As for Bumgarner, he threw his third career shutout. He had one earlier this month, a two-hitter against the New York Mets at Citi Field. That wasn't so surprising, considering Bumgarner is 10-3 with a 1.86 ERA on the road this year.

But at home, it had been a different story. Bumgarner came into the start just 4-6 with a 5.17 ERA at AT&T, but he did throw seven innings of four-hit, one-run ball against Philadelphia in his last home start on Aug. 15. He would up getting a no-decision in a game the Giants lost 5-3 in 10 innings.

It was clear early that he had his full arsenal working, although he had a dicey moment at the outset of the game when the second hitter of the first inning, outfielder Drew Stubbs, hit a ball deep to left field that looked as if it might go over the fence.

But Gregor Blanco, who helped preserve Matt Cain's 2012 perfect game with a spectacular diving catch in right-center, jumped and snagged Stubbs' ball at the top of the wall.

With two outs in the fifth inning, McBride hit a ball to deep short.
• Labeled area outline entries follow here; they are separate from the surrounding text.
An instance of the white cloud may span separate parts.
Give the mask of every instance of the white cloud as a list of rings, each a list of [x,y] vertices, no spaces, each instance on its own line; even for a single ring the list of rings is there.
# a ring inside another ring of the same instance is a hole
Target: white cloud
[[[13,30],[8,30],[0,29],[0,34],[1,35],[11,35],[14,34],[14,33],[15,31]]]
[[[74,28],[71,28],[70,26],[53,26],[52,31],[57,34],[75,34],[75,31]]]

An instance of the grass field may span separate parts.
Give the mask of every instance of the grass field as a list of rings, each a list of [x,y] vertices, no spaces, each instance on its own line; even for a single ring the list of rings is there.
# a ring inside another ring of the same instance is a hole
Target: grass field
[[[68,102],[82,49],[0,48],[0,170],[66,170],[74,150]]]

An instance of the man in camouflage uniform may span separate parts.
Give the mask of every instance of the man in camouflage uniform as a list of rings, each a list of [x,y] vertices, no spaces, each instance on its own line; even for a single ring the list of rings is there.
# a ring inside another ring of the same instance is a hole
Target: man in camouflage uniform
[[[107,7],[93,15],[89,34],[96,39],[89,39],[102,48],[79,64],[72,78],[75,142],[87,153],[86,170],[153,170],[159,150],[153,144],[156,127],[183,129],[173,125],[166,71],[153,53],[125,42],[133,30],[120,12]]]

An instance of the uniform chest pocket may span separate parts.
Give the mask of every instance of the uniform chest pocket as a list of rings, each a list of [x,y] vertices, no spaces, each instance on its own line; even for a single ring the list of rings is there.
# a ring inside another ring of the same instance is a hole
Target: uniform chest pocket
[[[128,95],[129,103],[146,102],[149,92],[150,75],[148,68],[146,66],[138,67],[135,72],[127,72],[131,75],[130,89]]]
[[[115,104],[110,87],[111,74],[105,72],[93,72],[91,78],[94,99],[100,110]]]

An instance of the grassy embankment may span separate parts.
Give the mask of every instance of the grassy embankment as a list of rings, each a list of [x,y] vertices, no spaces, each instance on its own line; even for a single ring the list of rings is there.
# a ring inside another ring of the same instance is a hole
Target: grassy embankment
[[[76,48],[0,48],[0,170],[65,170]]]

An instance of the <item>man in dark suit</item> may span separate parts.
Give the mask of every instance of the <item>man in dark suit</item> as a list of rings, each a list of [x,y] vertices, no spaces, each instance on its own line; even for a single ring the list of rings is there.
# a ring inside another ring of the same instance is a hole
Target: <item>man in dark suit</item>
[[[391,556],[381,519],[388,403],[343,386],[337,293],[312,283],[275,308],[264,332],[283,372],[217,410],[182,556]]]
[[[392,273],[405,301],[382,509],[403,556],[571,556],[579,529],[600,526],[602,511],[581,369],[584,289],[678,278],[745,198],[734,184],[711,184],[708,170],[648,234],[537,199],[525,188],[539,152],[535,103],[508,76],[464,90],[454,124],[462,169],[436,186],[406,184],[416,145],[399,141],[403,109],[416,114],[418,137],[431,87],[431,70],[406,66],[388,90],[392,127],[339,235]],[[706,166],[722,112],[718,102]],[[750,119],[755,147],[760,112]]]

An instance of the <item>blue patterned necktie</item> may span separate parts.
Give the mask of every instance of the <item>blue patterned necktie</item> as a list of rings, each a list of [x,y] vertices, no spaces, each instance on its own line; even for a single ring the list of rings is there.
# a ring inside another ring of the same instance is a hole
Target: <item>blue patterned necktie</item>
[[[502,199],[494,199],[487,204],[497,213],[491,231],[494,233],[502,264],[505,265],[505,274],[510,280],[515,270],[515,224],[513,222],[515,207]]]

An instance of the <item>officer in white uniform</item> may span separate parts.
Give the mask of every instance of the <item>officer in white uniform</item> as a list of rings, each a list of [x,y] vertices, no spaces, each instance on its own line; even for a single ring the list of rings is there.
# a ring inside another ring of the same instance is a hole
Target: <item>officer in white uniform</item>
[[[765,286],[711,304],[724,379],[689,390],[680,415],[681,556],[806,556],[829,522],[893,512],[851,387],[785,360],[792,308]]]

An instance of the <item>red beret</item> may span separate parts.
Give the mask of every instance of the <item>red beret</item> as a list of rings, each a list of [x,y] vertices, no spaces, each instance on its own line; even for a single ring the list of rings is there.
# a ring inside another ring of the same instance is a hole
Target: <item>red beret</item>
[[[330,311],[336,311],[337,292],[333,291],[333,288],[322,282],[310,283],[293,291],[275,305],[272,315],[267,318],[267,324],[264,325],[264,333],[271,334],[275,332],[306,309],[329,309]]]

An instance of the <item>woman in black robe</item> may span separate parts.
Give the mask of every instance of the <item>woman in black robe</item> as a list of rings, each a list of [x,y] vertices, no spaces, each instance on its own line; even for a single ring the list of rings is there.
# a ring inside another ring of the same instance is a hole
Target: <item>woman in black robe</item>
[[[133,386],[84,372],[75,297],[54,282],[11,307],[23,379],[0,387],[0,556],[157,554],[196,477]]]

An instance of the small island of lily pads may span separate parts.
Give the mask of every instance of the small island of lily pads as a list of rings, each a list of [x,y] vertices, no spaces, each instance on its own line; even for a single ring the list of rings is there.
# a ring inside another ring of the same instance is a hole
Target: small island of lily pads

Brandon Crawford, who made consecutive errant throws on similar grounders on Monday night, gloved the ball and made a strong throw to get McBride.

The Giants squandered a two-on, one-out situation in the first when Pence walked and Posey reached on an error by third baseman Nolan Arenado, but Pablo Sandoval struck out and Michael Morse flew out to center.

It was Bumgarner's second career one-hitter. He threw his first on June 28, 2012, against Cincinnati.

--Before the game, Tim Lincecum talked about missing a start and relocating to the bullpen to clean up his delivery. He admitted he was frustrated with his recent string of poor starts.

"Consistency was something I was looking so forward to finding and I did, so it was heartbreaking to kind of fall out of it," Lincecum said.

The 30-year-old Lincecum said he is hard at work trying to regain his proper mechanics and that "the last two days have been pretty proactive for me." One of the major issues is finding a proper alignment toward the plate.

"I lose track of my line when I start turning my back to home plate too much, then my arm starts to drag and I don't even have a line toward where I'm trying to throw," he said. "I'm trying to guess and make it up, and all within that, I'm trying to make quality pitches with four different pitches. It's kind of hard." Lincecum said he's trying to keep a positive attitude.

"It's always difficult because you don't want to be in this position," he said. "But now that I've found myself in it, I'll try to work out of it. It'd be bad to take this as a negative because I'm still going to be able to pitch."